# Общий раздел > Чувства > Любовь >  Лишь мужчины обладают талантом любви с первого взгляда

## Irina

*Лишь мужчины обладают талантом любви с первого взгляда*

Дар любви с первого взгляда дан природой мужчине, однако женщина его лишена. К такому выводу пришли голландские ученые из Амстердамского университета, сообщила британская радиокомпания Би-би-си.

"Мужчины обладают способностью в течение долей секунды влюбляться в очаровательную девушку или женщину", - утверждают руководители исследований профессора Марк ван Вут и Джоанна ван Хуф. По их словам, "эта особенность является следствием генетического развития человечества, когда природа наделила сильный пол способностью принимать решения относительно подходящей для продолжения рода спутницы в течение кратчайшего времени".

Однако для женщины требуется время для того, чтобы решиться отдать свое сердце и руку молодому человеку, замечают ученые. Это также вызвано особенностями эволюционного процесса, когда кроме любви женщине требуется уверенность в том, что ее партнер способен обеспечить всем необходимым будущую семью, а также не бросить в момент первых трудностей, отмечают Марк ван Вут и Джоанна ван Хуф.

Исследования проводились с группой студентов-добровольцев и использованием новейшей аппаратуры по сканированию деятельности головного мозга. "Мы обнаружили, что склонность мужчин к красивым женщинам является особенностью процесса эволюции", - заметил Марк ван Вут. "А женщине, кроме привлекательной внешности представителя сильного пола, нужны и иные доказательства его приверженности браку", - заключил он.

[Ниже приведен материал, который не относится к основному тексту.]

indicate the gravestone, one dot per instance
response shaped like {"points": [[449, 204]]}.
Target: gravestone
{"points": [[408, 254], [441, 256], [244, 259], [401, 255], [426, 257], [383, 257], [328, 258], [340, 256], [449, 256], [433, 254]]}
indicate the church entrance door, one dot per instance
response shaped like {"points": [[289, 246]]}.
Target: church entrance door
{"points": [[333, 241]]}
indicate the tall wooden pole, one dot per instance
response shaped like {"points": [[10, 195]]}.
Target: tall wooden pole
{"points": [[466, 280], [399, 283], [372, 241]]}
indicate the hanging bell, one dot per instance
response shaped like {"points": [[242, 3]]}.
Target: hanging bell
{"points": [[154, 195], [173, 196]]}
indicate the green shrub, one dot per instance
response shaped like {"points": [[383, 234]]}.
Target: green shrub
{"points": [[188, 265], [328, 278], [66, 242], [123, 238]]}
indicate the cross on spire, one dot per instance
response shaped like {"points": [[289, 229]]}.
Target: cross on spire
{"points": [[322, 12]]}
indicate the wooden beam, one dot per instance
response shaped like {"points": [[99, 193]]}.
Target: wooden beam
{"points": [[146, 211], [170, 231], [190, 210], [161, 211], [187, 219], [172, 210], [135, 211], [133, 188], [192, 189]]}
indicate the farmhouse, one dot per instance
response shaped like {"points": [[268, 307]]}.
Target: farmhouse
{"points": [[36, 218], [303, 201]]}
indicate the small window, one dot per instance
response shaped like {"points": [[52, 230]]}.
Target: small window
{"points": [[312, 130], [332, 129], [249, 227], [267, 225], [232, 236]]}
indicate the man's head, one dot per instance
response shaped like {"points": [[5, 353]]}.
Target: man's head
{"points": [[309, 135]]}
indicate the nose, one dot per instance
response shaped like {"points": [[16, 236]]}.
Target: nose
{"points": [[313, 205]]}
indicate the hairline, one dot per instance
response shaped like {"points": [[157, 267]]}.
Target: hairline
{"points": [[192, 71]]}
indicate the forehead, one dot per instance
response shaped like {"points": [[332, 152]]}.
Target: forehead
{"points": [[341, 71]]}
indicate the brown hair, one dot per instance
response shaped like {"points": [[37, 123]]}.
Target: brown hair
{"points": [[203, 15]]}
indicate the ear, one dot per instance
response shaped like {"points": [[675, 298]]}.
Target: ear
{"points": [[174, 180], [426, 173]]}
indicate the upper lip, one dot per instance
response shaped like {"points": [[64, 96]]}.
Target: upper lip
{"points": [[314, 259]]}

*Ну и как вам такое утверждение?*

----------


## Sanych

Не знаю, я по молодости ранней влюбился с первого взгляда.

----------


## Irina

А я вот как-то не влюблялась никогда с первого взгляда. Может и правда так природой заложено, что мужчинам это дано, а женщинам нет.

----------


## Sanych

Тогда беда,  не правильно так.

----------


## Irina

Наверное не правильно, но не даром же говорят, что мужчины любят глазами ( вот тебе и любовь с первого взгляда), а женщины ушами ( чтоб выслушать - нужно время).

----------


## Sanych

Если полностью, то звучит - Мужчины любят глазами и руками, а женщины ушами. 
Так что сразу подставляйте под руки, что бы можно было оценить стоит ли влюбляться с первого взгляда

----------


## Irina

Ну чтоб до рук дело дошло, всё-таки сказать что-то придётся

----------